The Natchez Board of Aldermen recently asked the supervisors for an additional $50,000 to fund fire protection.

The county generally spends all of the gaming revenue it receives from the city on fire protection, which the county pays back to the city to fund.

Board President Darryl Grennell said he has no idea how the money from the new casino will be used.

“You have a new board coming in,” Grennell said after the meeting. “I think it’s too early to tell what that money will be used for.”

In other news from the meeting:

4The board met in executive session for approximately an hour and a half to discuss matters dealing with industrial development, personnel and potential litigation.

4While in executive session, the supervisors authorized Grennell to execute a promissory note for a zero-interest $2 million loan for improvements to the port-owned railway for the Elevance Renewable Sciences project.

The loan is one part of the board’s funding package for Elevance. The loan will come from the Mississippi Development Authority’s Freight Rail Service Revolving Loan Program.

The monthly payments for the loan will not start until after the improvements to the rail are complete.

Part of the agreement the economic development agency Natchez Inc. made with Elevance ensures full reimbursement for the $3 million the board has pledged to invest for county port investments necessary to make the project possible.

The company won’t be paying property taxes for the first 10 years, but will be paying a fee to local governments in lieu of those taxes.

The fee will be 33 percent of what the company’s ad valorem property tax assessment is. The 33 percent will be split between the county and the school district.

4Grennell told Stan Owens, director of civil defense, he was concerned about the lack of county residents that are signed up for the county’s Code Red weather alert system.

“We need to do more awareness (about the system) for the community,” Grennell said. “It could be a potentially life-saving procedure for people.”

Owens said he agreed with Grennell and was disappointed there were only 6,000 residents signed up for the service.

The Code Red system calls households and businesses to alert them to the fact that bad weather is approaching. Owens said people now have the option to opt out of the flash flood warning alert, and text message alerts are coming soon.

Owens and Grennell agreed to meet to discuss awareness initiatives for the system. Supervisor Mike Lazarus suggested getting schools involved in letting students and parents know about the service.

To sign up for the Code Red weather alert service, visit www.adamscountyms.gov or call 800-566-9780.

4The supervisors reappointed Roy Winkworth as vice chairman of the Copiah-Lincoln Community College Board of Trustees.

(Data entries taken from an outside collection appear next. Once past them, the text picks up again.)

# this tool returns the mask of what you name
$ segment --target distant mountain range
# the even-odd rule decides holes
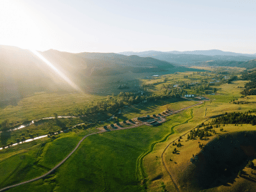
[[[87,86],[86,81],[94,83],[97,78],[102,79],[98,82],[104,82],[107,76],[157,72],[175,67],[166,61],[138,56],[72,54],[54,49],[38,52],[83,90]],[[6,98],[24,97],[35,92],[74,90],[59,73],[31,51],[15,47],[0,45],[0,102]]]
[[[122,52],[124,55],[137,55],[141,57],[152,57],[166,61],[176,65],[192,66],[230,66],[252,69],[256,67],[256,54],[243,54],[221,50],[189,51],[157,51]],[[249,61],[251,61],[249,62]],[[246,63],[248,62],[248,63]],[[242,64],[243,63],[243,64]],[[250,64],[249,64],[250,63]]]
[[[175,54],[149,51],[127,56],[114,53],[73,54],[54,49],[38,52],[82,90],[93,90],[95,85],[107,81],[125,81],[141,75],[191,70],[180,65],[256,67],[255,57],[243,55]],[[0,45],[0,102],[6,98],[24,97],[35,92],[74,90],[59,74],[29,50]]]

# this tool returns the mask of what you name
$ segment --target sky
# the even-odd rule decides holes
[[[256,53],[255,0],[0,0],[0,45],[62,51]]]

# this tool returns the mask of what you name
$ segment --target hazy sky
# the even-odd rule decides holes
[[[44,51],[256,53],[255,0],[0,0],[0,45]]]

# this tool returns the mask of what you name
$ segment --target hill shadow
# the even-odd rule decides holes
[[[239,171],[256,157],[256,131],[246,132],[246,137],[245,131],[221,135],[204,147],[198,154],[198,160],[187,168],[191,175],[186,177],[191,177],[195,187],[205,190],[221,185],[228,186],[235,182]],[[256,182],[243,171],[241,177]]]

The board received a letter from Dr. Ronnie Nettles, president of Co-Lin, that stated Winkworth’s term was nearing its end and recommending he be reappointed.

4The board authorized Grennell to advertise for the positions of road manager and secretary/inventory clerk.

Clarence “Curley” Jones retired from the road manager job in October, and board secretary/inventory clerk Angela Hutchins will be a supervisor starting in January.